Our billets are in a barracks a few miles below the airfield on the outskirts of Varpalota. The next day between sorties I am lying on my bed for a little rest when I hear a roar of aircraft: those are no German planes. At an angle through the open window I catch sight of a Russian Boston formation flying at 1200 feet. They are coming straight towards us. Now they are already screaming down, the bombs. Even with sound legs I could not have been more quickly on the floor. A heavy bomb bursts fifteen yards in front of my window and blows to bits my B.M.W. car, which was waiting there for me. Dahlmann, who comes in at the door opposite the window at that very moment to warn me of the alert, suddenly finds the window frame round his neck. He gets off with a shock but no further damage. Ever since he has taken to crawling about with bent shoulders and a crab-apple face like a little old man. Evidently he no longer thinks much of war and we laugh every time we see this youngster in his new role.

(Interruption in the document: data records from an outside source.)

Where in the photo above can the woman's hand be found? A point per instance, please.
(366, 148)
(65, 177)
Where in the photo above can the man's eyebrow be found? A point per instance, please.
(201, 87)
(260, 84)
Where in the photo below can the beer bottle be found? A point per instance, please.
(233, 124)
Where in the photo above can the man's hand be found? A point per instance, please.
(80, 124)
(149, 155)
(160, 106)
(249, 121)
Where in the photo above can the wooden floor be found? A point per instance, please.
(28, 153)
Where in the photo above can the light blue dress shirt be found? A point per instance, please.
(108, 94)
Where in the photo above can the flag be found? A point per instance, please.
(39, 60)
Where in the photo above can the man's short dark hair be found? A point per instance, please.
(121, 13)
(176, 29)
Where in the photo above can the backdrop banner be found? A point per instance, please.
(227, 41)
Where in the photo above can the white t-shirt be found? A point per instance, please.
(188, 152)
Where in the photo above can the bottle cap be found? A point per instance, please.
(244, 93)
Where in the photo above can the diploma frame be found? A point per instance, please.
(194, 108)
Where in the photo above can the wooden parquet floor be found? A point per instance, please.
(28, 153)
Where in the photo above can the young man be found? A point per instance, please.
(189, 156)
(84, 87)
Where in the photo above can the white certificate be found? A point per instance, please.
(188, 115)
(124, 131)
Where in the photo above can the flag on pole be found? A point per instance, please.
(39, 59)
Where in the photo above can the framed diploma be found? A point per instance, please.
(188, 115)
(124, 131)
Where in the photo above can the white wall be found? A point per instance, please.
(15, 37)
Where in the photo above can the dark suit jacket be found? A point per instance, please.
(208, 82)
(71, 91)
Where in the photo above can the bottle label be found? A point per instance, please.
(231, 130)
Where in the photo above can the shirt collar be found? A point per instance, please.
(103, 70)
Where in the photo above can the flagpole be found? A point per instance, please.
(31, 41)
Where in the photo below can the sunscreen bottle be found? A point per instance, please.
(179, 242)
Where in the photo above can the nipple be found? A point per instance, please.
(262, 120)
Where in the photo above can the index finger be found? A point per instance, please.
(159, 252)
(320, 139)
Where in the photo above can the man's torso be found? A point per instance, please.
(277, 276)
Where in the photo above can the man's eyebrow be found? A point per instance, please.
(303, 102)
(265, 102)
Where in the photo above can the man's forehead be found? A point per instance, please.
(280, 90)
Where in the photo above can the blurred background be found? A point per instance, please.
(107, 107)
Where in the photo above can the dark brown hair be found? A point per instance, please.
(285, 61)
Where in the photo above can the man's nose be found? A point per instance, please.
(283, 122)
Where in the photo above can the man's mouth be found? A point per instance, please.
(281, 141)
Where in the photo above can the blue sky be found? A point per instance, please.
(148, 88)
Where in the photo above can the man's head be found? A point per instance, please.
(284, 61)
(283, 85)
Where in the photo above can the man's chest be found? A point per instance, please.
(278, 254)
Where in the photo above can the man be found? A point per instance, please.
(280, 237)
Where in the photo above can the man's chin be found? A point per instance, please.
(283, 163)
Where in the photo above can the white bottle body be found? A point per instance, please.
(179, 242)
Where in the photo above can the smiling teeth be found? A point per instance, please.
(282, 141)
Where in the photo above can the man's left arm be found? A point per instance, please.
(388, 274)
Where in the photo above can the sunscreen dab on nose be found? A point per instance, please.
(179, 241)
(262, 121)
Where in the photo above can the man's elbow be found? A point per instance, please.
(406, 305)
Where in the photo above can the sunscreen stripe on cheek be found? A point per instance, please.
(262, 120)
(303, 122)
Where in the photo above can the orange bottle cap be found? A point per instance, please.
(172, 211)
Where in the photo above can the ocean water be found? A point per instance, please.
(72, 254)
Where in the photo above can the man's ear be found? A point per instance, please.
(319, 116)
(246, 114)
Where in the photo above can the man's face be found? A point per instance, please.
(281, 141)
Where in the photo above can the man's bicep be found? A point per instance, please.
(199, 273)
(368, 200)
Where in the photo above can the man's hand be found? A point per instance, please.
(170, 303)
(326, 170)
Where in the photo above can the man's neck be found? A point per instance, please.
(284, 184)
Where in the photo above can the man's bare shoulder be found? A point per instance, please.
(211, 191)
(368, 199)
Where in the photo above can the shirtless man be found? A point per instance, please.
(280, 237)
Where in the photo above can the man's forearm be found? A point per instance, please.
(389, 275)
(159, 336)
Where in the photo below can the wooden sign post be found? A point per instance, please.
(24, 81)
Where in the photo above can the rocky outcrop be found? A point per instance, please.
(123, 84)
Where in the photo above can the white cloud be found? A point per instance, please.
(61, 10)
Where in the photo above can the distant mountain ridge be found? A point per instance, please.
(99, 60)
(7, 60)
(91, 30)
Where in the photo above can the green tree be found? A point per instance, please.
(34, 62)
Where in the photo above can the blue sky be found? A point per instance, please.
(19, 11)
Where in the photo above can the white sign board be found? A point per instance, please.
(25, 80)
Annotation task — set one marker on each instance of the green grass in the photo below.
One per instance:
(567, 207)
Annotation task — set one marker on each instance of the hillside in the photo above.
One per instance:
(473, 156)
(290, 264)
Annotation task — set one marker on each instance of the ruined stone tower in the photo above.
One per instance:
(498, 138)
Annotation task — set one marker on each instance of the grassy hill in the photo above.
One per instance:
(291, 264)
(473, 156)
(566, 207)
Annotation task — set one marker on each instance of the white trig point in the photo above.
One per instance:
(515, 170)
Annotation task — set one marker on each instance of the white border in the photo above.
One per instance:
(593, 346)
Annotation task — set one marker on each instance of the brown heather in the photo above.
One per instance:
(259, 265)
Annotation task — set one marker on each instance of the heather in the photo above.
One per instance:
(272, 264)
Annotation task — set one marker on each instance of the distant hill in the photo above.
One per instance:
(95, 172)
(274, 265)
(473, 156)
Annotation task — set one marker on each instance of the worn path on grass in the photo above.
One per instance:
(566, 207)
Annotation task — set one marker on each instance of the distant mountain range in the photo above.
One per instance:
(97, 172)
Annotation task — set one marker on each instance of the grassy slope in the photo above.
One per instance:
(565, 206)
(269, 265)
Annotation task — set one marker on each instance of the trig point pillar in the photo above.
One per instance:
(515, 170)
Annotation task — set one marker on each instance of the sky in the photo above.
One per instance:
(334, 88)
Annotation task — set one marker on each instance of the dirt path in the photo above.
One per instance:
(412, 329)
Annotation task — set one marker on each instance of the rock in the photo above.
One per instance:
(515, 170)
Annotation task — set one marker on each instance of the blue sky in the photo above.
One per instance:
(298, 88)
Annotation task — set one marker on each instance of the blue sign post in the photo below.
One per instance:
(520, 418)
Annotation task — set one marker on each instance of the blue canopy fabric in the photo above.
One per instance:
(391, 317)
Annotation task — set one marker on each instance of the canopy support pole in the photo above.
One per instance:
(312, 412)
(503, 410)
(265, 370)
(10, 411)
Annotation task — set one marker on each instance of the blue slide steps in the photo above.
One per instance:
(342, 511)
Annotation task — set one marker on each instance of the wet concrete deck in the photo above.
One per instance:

Presently, with our support from the air, there is a lull in the Lake Balaton area, but to the East the Soviets have bypassed Budapest and reached the Gran River north of the Danube. South of Budapest they have pushed out of their bridgeheads, and co-operating with forces thrusting N.W. from the south have gone over to the offensive. The spearheads of their advance are on the eastern edge of the Vecec mountains north of Stuhlweissenburg, so that Budapest is encircled. Some of our sorties are flown in this area or even further eastward. We try to disrupt their communications far behind the front in the Hadvan area, where Soviet supply trains are already running. In this rush of events we soon become maids of all work: we are dive bombers, attack planes, fighters, and reconnaissance aircraft.